Search code examples
pythonbatch-fileunzip

Batch file to unzip files and run Python script


I have a project where I need to unzip files containing a .xls file and then run a Python script to convert the file to .xlsx. I need to do this by executing a Windows Batch file through the Windows Task Scheduler.

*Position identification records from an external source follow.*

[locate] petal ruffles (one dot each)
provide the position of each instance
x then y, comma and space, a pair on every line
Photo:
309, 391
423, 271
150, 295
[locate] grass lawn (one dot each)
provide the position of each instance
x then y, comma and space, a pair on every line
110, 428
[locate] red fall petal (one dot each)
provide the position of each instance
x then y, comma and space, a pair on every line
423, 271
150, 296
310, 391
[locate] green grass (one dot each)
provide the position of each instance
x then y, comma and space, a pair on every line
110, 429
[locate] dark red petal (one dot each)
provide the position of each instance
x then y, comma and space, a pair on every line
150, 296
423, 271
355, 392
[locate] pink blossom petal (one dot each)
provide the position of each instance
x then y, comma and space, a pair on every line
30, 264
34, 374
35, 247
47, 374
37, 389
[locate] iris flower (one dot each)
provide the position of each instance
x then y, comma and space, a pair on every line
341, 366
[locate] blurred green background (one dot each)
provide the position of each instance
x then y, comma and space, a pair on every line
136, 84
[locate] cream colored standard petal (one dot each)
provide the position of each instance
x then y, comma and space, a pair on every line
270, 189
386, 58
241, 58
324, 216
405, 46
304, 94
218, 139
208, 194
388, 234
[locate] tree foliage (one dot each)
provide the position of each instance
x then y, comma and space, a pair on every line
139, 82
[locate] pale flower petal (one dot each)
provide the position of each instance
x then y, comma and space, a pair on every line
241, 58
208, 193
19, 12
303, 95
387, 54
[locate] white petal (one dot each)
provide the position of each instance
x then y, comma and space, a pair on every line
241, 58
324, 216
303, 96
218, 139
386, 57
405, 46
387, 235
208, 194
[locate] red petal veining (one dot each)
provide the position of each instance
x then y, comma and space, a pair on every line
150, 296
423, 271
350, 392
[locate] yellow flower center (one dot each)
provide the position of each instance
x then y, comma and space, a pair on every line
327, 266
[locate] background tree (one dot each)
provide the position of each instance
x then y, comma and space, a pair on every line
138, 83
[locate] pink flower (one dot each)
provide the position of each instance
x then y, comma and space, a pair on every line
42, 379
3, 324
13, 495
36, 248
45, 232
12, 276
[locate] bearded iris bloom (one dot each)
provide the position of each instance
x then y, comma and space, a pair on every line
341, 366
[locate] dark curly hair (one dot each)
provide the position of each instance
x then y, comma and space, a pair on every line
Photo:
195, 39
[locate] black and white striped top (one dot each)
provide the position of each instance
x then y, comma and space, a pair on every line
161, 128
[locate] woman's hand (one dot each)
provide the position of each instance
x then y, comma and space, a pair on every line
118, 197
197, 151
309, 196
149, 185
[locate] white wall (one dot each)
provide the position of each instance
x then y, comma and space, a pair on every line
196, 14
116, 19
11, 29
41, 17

I found some code on Superuser to unzip the file, but it does not loop and you have to explicitly type the name of the file you want to unzip.

Here's the unzip code:

@echo off
setlocal
cd /d %~dp0
Call :UnZipFile "C:\Test Folder\" "C:\Test Folder\File1.zip"
exit /b

:UnZipFile <ExtractTo> <newzipfile>
IF "%~dp0"=="" GOTO Continue
set vbs="%temp%\_.vbs"
if exist %vbs% del /f /q %vbs%
>%vbs%  echo Set fso = CreateObject("Scripting.FileSystemObject")
>>%vbs% echo If NOT fso.FolderExists(%1) Then
>>%vbs% echo fso.CreateFolder(%1)
>>%vbs% echo End If
>>%vbs% echo set objShell = CreateObject("Shell.Application")
>>%vbs% echo set FilesInZip=objShell.NameSpace(%2).items
>>%vbs% echo objShell.NameSpace(%1).CopyHere(FilesInZip)
>>%vbs% echo Set fso = Nothing
>>%vbs% echo Set objShell = Nothing
cscript //nologo %vbs%
if exist %vbs% del /f /q %vbs%

Here's my Python code:

import win32com.client as win32
import argparse

parser = argparse.ArgumentParser()
parser.add_argument('--sourcefilepath')
parser.add_argument('--sourcefilename')
args = parser.parse_args()

fname = r"{sourcefilepath}{sourcefilename}".format(sourcefilepath=args.sourcefilepath,sourcefilename=args.sourcefilename)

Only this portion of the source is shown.